Black Lips
“GOOD BAD NOT EVIL”
Comment mesure-t-on l’importance historique d’un groupe ? Est-ce par le nombre de Zéniths remplis ou par le nombre de personnes qu’il a inspiré à prendre une guitare et à monter sur scène ? Si l’on quantifie le nombre de ses suiveurs, clones et enfants illégitimes, les Black Lips sont indiscutablement un groupe majeur. Souvenons-nous du début de siècle : le fantasmagorique retourdu rock qui avait porté Strokes et White Stripes au pinacle était déjà bien consommé moins de cinq ans après son avènement, mort avant même d’avoir le temps d’exister, faute de héros durables (qui se souvient de Craig Nicholls ?).

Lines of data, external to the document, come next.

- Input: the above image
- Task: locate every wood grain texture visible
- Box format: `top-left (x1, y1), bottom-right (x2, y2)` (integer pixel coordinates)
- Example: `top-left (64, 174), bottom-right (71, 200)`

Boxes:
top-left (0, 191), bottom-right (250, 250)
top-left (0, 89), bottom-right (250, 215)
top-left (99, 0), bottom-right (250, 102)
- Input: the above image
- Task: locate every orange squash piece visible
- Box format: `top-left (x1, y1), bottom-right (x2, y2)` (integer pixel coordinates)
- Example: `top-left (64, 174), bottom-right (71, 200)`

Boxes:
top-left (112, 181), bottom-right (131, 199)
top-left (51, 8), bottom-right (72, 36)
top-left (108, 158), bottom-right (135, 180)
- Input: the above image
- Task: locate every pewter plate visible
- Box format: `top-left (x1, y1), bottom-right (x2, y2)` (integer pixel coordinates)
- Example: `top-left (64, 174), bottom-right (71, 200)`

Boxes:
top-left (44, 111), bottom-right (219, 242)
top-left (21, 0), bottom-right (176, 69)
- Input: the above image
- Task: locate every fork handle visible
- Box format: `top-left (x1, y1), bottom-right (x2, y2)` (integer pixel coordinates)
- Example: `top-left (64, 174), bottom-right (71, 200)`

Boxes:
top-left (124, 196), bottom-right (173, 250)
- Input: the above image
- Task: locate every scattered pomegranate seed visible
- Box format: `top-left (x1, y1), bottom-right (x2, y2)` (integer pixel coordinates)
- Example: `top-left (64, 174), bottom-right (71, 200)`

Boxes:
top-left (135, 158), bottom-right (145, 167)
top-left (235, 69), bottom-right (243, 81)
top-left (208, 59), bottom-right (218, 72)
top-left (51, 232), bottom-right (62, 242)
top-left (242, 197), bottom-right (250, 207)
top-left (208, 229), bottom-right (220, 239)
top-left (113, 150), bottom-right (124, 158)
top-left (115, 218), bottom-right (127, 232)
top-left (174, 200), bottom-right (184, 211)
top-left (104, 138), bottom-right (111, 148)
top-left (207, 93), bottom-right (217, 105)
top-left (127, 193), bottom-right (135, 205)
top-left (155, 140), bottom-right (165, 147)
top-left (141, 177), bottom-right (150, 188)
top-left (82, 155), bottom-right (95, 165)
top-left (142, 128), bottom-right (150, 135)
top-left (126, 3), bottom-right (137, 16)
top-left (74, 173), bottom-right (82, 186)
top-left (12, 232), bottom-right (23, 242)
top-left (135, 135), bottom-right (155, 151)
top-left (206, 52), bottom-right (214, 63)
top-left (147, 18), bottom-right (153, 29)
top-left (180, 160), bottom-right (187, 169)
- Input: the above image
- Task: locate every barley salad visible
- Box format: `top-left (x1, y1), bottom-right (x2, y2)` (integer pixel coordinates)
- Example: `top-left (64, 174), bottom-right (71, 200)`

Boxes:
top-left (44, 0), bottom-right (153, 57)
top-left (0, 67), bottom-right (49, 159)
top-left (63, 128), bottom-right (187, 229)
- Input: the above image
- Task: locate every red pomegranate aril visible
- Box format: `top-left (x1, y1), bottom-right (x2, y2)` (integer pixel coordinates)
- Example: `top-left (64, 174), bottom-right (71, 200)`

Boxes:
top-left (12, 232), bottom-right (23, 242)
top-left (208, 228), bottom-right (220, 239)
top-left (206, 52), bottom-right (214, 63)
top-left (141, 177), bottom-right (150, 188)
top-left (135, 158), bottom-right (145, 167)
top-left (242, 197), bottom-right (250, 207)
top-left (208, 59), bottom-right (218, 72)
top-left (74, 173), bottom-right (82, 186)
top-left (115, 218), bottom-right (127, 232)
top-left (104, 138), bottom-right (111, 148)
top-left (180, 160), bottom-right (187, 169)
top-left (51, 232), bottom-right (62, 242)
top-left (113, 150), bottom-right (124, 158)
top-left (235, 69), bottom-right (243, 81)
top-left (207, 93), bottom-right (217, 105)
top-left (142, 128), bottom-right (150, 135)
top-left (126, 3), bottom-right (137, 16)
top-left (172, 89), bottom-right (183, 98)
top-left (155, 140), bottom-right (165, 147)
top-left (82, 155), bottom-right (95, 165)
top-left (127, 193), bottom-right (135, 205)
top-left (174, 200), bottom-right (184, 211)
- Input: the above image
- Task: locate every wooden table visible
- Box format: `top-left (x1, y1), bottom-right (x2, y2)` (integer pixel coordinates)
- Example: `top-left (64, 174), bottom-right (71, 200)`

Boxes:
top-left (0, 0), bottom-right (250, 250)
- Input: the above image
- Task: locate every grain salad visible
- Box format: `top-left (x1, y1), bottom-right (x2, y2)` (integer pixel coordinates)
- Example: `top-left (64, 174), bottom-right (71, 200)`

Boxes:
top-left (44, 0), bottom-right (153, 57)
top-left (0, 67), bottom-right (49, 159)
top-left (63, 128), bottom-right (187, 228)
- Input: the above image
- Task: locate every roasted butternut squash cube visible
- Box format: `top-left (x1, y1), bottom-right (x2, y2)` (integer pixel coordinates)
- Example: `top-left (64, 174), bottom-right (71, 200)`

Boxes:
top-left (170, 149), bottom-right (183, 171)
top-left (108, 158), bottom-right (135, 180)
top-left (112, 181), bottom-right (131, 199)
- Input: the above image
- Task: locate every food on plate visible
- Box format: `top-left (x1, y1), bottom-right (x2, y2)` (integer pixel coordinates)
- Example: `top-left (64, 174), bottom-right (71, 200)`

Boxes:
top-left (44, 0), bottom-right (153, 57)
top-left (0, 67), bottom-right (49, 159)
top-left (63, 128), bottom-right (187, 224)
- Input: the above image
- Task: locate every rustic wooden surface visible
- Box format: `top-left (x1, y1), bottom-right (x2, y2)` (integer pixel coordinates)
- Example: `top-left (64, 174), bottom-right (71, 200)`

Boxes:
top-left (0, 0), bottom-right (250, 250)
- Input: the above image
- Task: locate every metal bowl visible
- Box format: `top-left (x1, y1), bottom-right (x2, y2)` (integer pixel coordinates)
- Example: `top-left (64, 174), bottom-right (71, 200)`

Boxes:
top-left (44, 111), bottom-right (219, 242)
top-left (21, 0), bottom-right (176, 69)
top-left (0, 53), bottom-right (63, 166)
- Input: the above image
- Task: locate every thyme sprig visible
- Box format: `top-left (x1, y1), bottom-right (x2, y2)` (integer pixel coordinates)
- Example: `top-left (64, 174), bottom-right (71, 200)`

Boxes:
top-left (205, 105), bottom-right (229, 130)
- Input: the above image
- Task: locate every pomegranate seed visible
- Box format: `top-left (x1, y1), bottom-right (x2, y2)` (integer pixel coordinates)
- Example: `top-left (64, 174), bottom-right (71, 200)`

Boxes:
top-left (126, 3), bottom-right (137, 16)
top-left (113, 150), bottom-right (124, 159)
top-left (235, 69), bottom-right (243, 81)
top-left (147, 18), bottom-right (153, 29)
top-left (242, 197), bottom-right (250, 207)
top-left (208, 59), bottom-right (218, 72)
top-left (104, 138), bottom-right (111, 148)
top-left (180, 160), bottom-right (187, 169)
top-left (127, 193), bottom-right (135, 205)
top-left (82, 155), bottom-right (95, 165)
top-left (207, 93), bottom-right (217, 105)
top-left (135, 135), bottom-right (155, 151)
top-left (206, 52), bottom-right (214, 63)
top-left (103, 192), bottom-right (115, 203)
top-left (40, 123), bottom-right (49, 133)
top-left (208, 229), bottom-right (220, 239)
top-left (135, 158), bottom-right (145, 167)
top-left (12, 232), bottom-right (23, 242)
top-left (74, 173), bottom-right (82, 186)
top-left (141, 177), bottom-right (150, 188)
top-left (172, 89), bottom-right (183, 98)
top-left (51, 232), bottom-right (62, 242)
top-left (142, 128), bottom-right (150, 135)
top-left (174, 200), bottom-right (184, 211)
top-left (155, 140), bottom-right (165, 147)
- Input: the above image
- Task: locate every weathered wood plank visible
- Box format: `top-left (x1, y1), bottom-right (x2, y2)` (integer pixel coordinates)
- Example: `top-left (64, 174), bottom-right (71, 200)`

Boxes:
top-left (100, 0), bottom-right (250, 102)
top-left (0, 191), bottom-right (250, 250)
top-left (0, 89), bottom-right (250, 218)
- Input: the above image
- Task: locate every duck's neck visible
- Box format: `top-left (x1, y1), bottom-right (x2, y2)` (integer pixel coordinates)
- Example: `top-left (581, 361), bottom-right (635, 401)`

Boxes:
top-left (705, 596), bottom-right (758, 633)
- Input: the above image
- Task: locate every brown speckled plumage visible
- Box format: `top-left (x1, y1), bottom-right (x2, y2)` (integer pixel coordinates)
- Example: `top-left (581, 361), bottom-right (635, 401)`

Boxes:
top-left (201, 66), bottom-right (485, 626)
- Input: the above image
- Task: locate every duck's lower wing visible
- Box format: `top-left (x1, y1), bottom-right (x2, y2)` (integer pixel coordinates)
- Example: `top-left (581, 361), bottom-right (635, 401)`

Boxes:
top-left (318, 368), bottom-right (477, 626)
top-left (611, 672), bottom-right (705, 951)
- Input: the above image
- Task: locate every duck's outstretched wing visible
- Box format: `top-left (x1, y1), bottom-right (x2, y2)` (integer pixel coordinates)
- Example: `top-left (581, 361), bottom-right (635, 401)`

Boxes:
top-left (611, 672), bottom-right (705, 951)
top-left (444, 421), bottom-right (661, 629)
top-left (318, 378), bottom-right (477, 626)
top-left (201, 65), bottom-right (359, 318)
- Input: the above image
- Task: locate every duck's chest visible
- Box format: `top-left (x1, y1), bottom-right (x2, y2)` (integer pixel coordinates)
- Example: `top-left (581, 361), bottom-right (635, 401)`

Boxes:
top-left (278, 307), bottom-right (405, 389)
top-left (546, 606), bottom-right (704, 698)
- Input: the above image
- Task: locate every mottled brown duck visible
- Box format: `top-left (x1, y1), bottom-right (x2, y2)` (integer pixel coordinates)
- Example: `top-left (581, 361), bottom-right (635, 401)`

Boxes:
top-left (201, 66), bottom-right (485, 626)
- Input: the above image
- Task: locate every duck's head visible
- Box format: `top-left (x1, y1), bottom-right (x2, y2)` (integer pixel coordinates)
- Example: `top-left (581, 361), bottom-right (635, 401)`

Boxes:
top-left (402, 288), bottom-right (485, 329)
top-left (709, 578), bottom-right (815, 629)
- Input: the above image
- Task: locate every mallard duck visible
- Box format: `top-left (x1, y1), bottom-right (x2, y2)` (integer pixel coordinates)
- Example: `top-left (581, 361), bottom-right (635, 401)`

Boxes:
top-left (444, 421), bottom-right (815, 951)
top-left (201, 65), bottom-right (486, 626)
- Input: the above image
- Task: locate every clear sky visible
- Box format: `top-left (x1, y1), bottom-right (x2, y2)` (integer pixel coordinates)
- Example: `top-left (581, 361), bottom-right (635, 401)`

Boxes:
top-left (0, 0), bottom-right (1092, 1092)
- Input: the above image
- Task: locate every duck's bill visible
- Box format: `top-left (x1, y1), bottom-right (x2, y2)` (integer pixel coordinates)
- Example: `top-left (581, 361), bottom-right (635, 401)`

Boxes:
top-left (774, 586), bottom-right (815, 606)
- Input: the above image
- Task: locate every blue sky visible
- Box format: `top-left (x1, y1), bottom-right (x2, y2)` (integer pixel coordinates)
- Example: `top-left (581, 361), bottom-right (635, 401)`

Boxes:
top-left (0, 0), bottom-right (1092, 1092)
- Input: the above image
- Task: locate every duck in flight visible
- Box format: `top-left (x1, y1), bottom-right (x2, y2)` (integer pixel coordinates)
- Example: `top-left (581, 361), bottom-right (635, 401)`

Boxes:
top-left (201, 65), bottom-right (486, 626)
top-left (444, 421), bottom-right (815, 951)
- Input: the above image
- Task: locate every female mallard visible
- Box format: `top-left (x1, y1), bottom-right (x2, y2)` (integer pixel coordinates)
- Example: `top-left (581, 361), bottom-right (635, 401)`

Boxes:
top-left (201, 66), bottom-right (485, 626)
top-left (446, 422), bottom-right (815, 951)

Dans ce marasme, un groupe de rednecks turbulents venus d’Atlanta et semblant sortis tous droit d’une obscure compilation garage des années 60 allait devenir les improbables sauveurs de l’affaire. Des sales gosses porteurs d’un style de vie dissolu, chaotiques sur scène, à peine compétents avec leurs instruments mais d’une érudition rare sur le sujet du rock garage et aussi hilarants qu’irrésistibles. Les Black Lips ont ramené l’enthousiasme, l’amateurisme éclairé et surtout le fun dans un genre qui en manquait terriblement. Ne manquait plus que les tubes, et “Good Bad Not Evil” — une référence aux Shangri-Las — en regorge : “Katrina”, doigt dressé vers l’ouragan du même nom dont le riff est un des plus marquants des 15 dernières années, “Bad Kids”, ballade country braillarde devenue emblématique du groupe et surtout “Cold Hands”, incarnation même de ce qui fait tout le sel des Black Lips : rythmique beat sautillante, guitares déglinguées, mélodie marquante et texte étonnamment spirituel. Autour de cette trinité qui demeure la base de leurs concerts — véritables exutoires où tout est possible —, l’album propose quelques scies garage teintées de psychédélisme louche (“Lean”, “Lock And Key”, “Step Right Up”) et possède une étonnante couleur country (“Navajo”, “How Do You Tell A Child Someone Has Died”) qui lui donne une luminosité bienvenue. Pour la jeunesse de 2007, les Black Lips sont ainsi devenus l’incarnation d’un fantasme — un véritable groupe Nuggets en chair et en os —, des modèles qui ont engendré des centaines de groupes, et aujourd’hui des rebelles décadents avec qui l’aristocratie du rock — Mark Ronson, Sean Lennon — aime s’encanailler.